Gli ultimi mesi hanno visto la morsa della censura stingersi sempre di più sul povero Web, la rete da sempre considerata un “oceano libero” di informazioni si è vista colpire più volte dalle forze dell’ordine comandate segretamente dalle Major potentissime della discografie e del cinema.

La legge che “fortunatamente” non è stata votata prevedeva che un qualunque soggetto interessato avrebbe potuto chiedere al provider la rimozione su internet di informazioni da lui considerate illecite.
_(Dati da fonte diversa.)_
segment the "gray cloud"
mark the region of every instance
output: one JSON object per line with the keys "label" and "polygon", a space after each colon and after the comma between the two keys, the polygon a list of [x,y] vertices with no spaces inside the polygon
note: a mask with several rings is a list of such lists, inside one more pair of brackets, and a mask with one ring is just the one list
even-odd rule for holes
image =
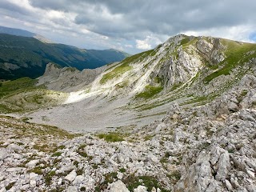
{"label": "gray cloud", "polygon": [[[87,35],[92,37],[91,40],[96,34],[104,35],[109,38],[106,38],[106,45],[112,44],[114,46],[117,44],[113,43],[130,41],[128,44],[134,44],[134,47],[136,47],[136,40],[149,42],[149,39],[154,39],[158,42],[166,40],[168,36],[186,31],[195,34],[214,31],[216,35],[222,35],[221,32],[216,31],[224,34],[232,27],[255,26],[254,0],[27,1],[33,8],[41,10],[42,14],[56,10],[66,15],[65,18],[44,18],[44,15],[14,5],[10,0],[0,0],[0,9],[5,15],[38,23],[49,29],[80,35],[78,27],[82,27],[90,31]],[[74,18],[69,19],[72,14]],[[247,28],[249,31],[250,28]],[[246,33],[243,34],[249,37]],[[148,38],[152,35],[154,38]],[[154,46],[154,41],[150,42]]]}
{"label": "gray cloud", "polygon": [[[138,38],[141,32],[142,35],[143,32],[170,35],[241,25],[254,22],[256,7],[253,0],[31,0],[31,3],[41,8],[76,11],[77,24],[98,34],[125,38]],[[106,17],[106,10],[113,17]]]}

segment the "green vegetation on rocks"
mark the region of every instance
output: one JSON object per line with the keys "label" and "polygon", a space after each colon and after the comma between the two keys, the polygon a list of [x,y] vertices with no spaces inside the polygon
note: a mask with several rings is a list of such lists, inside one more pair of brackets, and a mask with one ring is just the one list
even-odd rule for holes
{"label": "green vegetation on rocks", "polygon": [[145,90],[138,94],[135,96],[135,98],[150,98],[154,96],[157,94],[159,94],[163,90],[162,86],[153,86],[148,85],[145,87]]}
{"label": "green vegetation on rocks", "polygon": [[[251,43],[243,43],[227,39],[222,39],[222,44],[226,46],[226,59],[218,64],[219,70],[209,74],[204,78],[206,83],[209,83],[214,78],[220,75],[228,75],[237,66],[242,66],[250,58],[256,57],[256,45]],[[248,54],[250,51],[254,53]]]}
La norma era stata introdotta in commissione per l’approvazione su iniziativa di una “falange” della Lega che chiedeva più controllo sulle informazioni che circola sul Web, evidentemente qualcuno aveva la coda di paglia e la paura di essere screditato era alta, fortunatamente è stata cassata dall’Aula con l’approvazione di sei identici emendamenti soppressivi presentati da Pdl, Idv, Fli, Api, Pd e Udc.

Gli emendamenti che hanno cancellato l’intero articolo del testo incriminato, sono passati con 365 voti a favore, 57 contrari e 14 astensioni.